The district recently signed a settlement agreement stating there was no evidence found that former architecture instructor Coleman Griffith committed sexual harassment, agreeing to allow Griffith to resign with early retirement benefits and pay $18,000 to a search engine optimization firm to “perform online reputation management services.”
According to the settlement agreement, Griffith has not filed any lawsuits against the district and agrees that he will not sue the district in the future.
One of the provisions in the settlement is that all records involving Griffith and the district are to be placed and remained in a “sealed envelope and marked with instructions that the contents shall be disclosed only upon written authorization by Griffith,” according to the letter.
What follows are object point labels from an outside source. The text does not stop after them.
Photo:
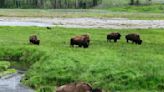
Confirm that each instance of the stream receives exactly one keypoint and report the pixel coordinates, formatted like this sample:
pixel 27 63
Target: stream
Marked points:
pixel 11 83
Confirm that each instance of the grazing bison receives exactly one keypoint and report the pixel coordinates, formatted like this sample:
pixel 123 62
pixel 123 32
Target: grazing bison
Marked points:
pixel 82 40
pixel 113 36
pixel 135 38
pixel 34 40
pixel 77 87
pixel 48 27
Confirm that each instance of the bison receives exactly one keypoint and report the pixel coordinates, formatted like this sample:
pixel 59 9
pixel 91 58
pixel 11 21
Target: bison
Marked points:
pixel 81 41
pixel 77 87
pixel 34 40
pixel 113 36
pixel 135 38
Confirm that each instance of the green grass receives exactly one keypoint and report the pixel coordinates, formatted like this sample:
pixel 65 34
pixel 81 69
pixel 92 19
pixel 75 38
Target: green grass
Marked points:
pixel 78 13
pixel 111 66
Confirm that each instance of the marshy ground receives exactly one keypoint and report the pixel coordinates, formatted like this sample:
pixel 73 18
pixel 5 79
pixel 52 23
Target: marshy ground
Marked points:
pixel 111 66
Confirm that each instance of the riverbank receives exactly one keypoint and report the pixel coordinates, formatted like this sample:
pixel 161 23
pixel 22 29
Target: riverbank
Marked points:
pixel 111 23
pixel 11 83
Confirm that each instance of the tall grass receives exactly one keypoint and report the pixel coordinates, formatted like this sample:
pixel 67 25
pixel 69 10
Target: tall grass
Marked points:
pixel 110 66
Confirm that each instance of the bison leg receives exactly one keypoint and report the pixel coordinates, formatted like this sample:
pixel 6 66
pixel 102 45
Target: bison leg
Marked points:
pixel 115 40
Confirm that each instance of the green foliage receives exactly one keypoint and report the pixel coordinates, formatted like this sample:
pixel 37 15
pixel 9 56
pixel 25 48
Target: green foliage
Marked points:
pixel 156 8
pixel 4 68
pixel 50 4
pixel 111 66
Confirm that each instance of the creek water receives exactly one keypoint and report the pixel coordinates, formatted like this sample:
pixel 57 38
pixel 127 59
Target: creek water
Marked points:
pixel 11 83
Even though the district maintains that “there has been no finding that Griffith committed sexual harassment against any person at any time,” the settlement also states that “neither party admits to the truth and merit of the position asserted by the other party or the falsity or lack of merit in the positions asserted by it with respect to any matters existing from or relating to either party’s claims.”
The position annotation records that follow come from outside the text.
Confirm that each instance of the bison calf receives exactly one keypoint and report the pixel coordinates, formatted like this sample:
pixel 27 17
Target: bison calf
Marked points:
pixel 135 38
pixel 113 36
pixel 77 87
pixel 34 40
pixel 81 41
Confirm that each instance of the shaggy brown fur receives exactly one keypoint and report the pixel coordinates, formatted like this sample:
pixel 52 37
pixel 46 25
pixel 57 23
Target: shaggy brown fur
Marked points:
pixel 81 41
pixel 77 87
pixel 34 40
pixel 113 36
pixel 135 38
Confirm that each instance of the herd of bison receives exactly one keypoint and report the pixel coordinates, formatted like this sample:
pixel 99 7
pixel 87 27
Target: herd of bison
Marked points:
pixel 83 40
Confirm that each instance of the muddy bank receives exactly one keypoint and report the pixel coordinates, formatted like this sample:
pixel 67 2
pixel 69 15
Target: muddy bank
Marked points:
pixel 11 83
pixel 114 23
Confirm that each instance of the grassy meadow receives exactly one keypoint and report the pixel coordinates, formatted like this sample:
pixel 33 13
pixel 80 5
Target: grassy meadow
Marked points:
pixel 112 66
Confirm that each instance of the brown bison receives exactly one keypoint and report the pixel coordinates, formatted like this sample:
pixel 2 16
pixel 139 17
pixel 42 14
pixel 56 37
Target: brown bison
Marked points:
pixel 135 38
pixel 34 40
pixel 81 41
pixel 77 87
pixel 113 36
Griffith is no longer eligible to be hired for any position within the district.
“As you know Professor Griffith retired and other then wishing him the very best in his retirement and future endeavors, I cannot comment further on personnel matters,” said Assistant Superintendent/Senior Vice President Robert Miller.
The settlement was discussed in closed session at the last Board of Trustees meeting due to “a verbal claim of damages by Coleman Griffith, architecture instructor, against the district sounding an invasion of privacy arising from a comment by a district employee,” said Gail Cooper, the school’s general counsel.
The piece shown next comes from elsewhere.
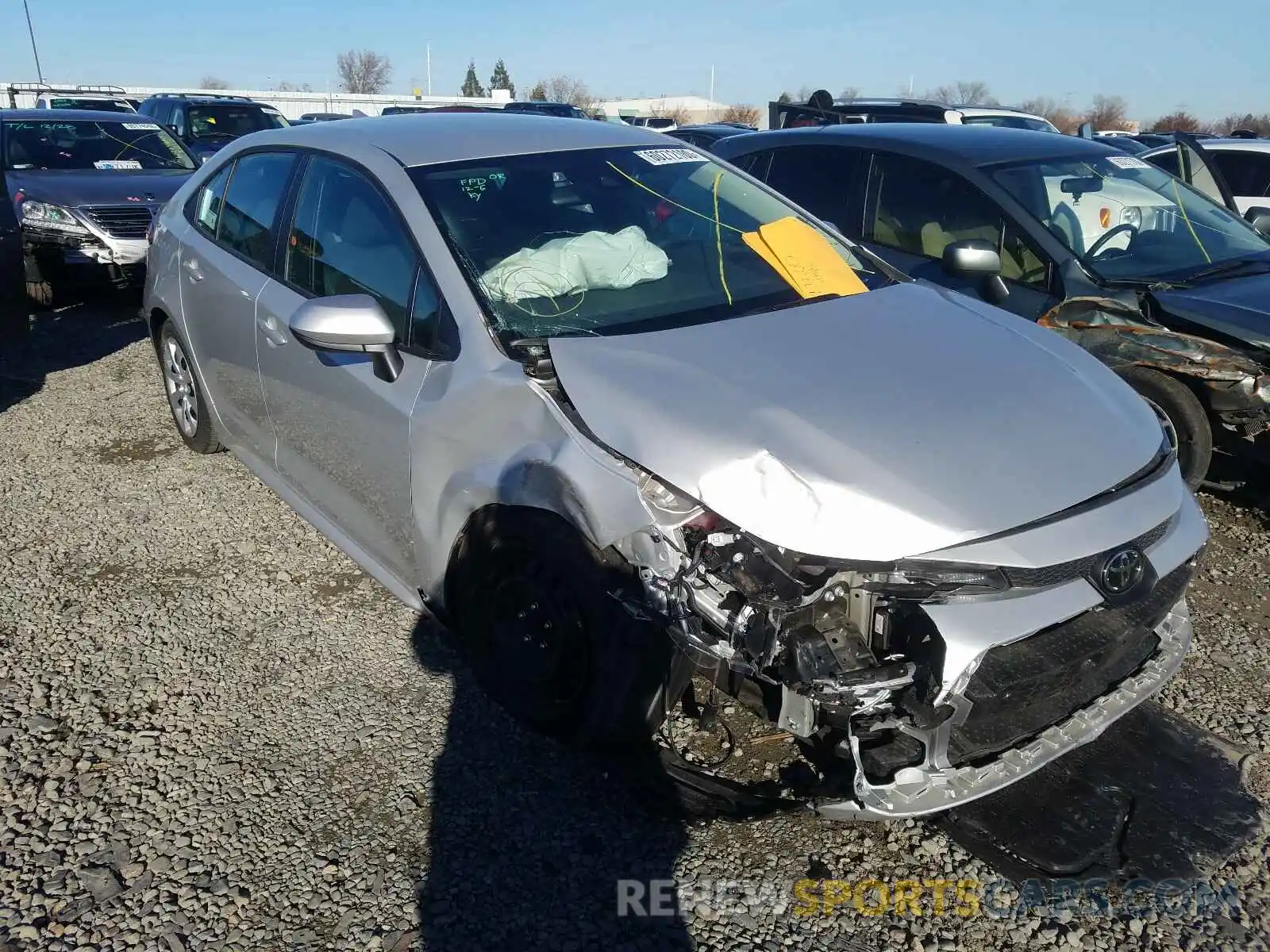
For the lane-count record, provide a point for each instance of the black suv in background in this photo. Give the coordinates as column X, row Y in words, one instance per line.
column 206, row 122
column 564, row 111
When Griffith was placed on paid administrative leave in January, Senior Vice President of Academic Affairs Robert Bell was criticized by faculty and administration for his comments disclosing the reason Griffith was placed on paid leave. He and the Faculty Association accused Bell of violating confidentiality in the personnel matters of a faculty’s pending investigation. Bell later retracted his comments.
Griffith was placed on paid administrative leave on Jan. 20 and suspended without pay starting Apr. 20.
In the past three years, Griffith is the third teacher to be accused of having inappropriate behavior with students and the second to be placed on administrative leave. Former history professor Hugo Schwyzer resigned from his position after admitting to having sex with former students and former Courier adviser, Warren Swil, was placed on leave and then returned to the school after admitting to showing a student nude photos of himself.